BEACH (named after 'Beige and Chediak-Higashi') is a conserved ∼280 residue domain, present in nine human BEACH domain containing proteins (BDCPs). Most BDCPs are large, containing a PH-like domain for membrane association preceding their BEACH domain, and containing WD40 and other domains for ligand binding. Recent studies found that mutations in individual BDCPs cause several human diseases. BDCP alterations affect lysosome size (LYST and NSMAF), apoptosis (NSMAF), autophagy (LYST, WDFY3, LRBA), granule size (LYST, NBEAL2, NBEA) or synapse formation (NBEA). However, the roles of each BDCP in these membrane events remain controversial. After reviewing studies on individual BDCPs, we propose a unifying hypothesis that BDCPs act as scaffolding proteins that facilitate membrane events, including both fission and fusion, determined by their binding partners. BDCPs may also bind each other, enabling fusion or fission of vesicles that are not necessarily of the same type. Such mechanisms explain why different BDCPs may have roles in autophagy; each BDCP is specific for the cell type or the cargo, but not necessarily specific for attaching to the autophagosome. Further elucidation of these mechanisms, preferably carrying out the same experiment on multiple BDCPs, and possibly using patients' cells, may identify potential targets for therapy.

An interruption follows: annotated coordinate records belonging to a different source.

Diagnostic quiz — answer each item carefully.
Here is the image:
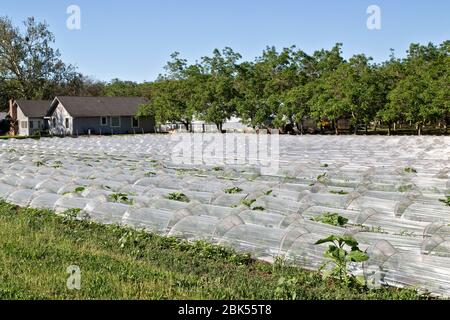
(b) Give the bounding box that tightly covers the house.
[9,100,51,136]
[46,96,155,135]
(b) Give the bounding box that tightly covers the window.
[111,117,120,128]
[131,117,139,128]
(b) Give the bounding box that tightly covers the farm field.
[0,135,450,296]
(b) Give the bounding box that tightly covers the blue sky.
[0,0,450,81]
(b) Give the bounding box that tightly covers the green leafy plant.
[73,186,86,193]
[241,199,256,208]
[252,206,266,211]
[315,235,369,286]
[311,212,348,227]
[108,193,133,205]
[34,161,45,167]
[224,187,243,194]
[167,192,190,202]
[355,224,387,233]
[52,161,62,168]
[330,190,348,195]
[62,208,81,219]
[405,167,417,173]
[275,277,299,300]
[317,172,327,182]
[144,171,156,178]
[439,196,450,206]
[397,184,413,192]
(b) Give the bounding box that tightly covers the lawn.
[0,202,423,299]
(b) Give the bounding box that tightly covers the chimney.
[9,99,17,120]
[9,99,18,136]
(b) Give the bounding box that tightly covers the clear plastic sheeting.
[0,135,450,296]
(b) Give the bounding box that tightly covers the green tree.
[0,17,80,99]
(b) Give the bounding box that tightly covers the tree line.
[140,41,450,134]
[0,17,450,134]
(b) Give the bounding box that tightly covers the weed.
[252,206,266,211]
[241,199,256,208]
[330,190,348,195]
[52,161,62,169]
[108,193,133,205]
[397,184,413,192]
[73,186,86,193]
[316,172,327,182]
[315,235,369,286]
[224,187,243,194]
[439,196,450,206]
[167,192,190,202]
[404,167,417,173]
[311,212,348,227]
[144,171,156,178]
[62,208,81,219]
[34,161,45,167]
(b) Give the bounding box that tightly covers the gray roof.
[52,96,148,118]
[15,100,52,118]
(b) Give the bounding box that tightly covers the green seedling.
[405,167,417,173]
[330,190,348,195]
[167,192,190,202]
[311,212,348,227]
[252,206,266,211]
[315,235,369,286]
[108,193,133,205]
[224,187,243,194]
[241,199,256,208]
[439,196,450,207]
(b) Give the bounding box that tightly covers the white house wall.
[17,107,30,136]
[49,102,73,135]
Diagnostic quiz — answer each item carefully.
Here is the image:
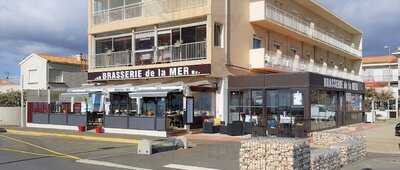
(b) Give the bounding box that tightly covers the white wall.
[0,84,20,93]
[0,107,21,126]
[20,54,48,89]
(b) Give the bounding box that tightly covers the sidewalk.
[2,127,160,144]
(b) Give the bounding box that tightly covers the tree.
[0,91,21,107]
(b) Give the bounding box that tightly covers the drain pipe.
[224,0,231,66]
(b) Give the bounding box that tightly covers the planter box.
[68,115,87,126]
[49,113,67,125]
[104,116,129,129]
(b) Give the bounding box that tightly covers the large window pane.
[114,36,132,51]
[157,31,171,47]
[195,25,207,42]
[96,39,112,54]
[135,32,154,51]
[93,0,108,12]
[125,0,142,5]
[135,51,154,65]
[192,92,213,115]
[311,90,338,130]
[110,0,124,8]
[172,29,181,45]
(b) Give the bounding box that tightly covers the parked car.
[394,123,400,136]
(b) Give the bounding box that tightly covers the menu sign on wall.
[88,64,211,81]
[324,77,362,91]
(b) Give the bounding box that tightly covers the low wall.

Figure 1. Amino acid alignment of the BEACH domains of the human BDCPs

Completely conserved amino acids are highlighted in cyan, semi-conserved in grey, and non-conserved are given in lower case letters with no highlight. Amino acid position numbers are given on the right and represent the last amino acid on each line. These numbers are based on translation of the longest mRNA transcript of each BDCP (shown in Table 1). Note the 8–15 amino acid insertion in LYST compared to other BDCPs. Red boxes represent missense mutations that have been identified in the BEACH domain. Arrows and numbers call attention to the columns with the red boxes. 1 = LRBA - p.R2224W (UDP data); 2 = NBEAL2 - p.P2100L (10); 3 = NBEAL1 - p.R2077Q (UDP data); 4 = NBEAL2 - p.H2263Y (9); 5 = NBEAL2 - p.S2269L (10); 6 = WDR81 - p.G538R (UDP data); 7 = WDR81 - p.A546G (UDP data); and 8 = LYST - p.N3376S (16).

Figure 2. Schematic diagram displaying recognized protein domains in human BDCPs

The BEACH domain is aligned for all nine proteins and the drawing is to scale, where the scale bar represents 250 amino acids. Note the similarity in number and positions of the WD40 repeat domains following, and the PH domains preceding the BEACH domain in 7 out of the 9 proteins. Other recognized domains include ConA-like lectin, DUF1088, ARM, FYVE and GRAM domains.

Figure 3. Schematic abstract diagram showing the proposed scaffold function of BDCPs

The example shown here is for LYST and WDFY3 because they are predicted to interact in silico and because these are the only two BDCPs for which binding partners were investigated. However, this hypothesis can be translated hetero- and homo-typic combinations of other BDCPs. (1) BDCPs first recognize their specific membranes through their PH-like and BEACH domain segment, possibly with the aid of other domains more specific to some BDCPs. (2) The BDCPs then interact with each other forming a scaffold holding vesicles or membranes in place for further membrane events. (3) The BDCP scaffold acts as a platform for other proteins and lipids to be recruited and interact with the BDCPs and/or with the vesicular membranes. These binding partners required for subsequent membrane events are largely undiscovered. In the case of WDFY3 and the autophagosome membrane, p62 (SQSTM1) is a critical interacting protein, whose interaction with WDFY3 facilitates further interactions with ATG proteins with defined roles in autophagy (references , –63).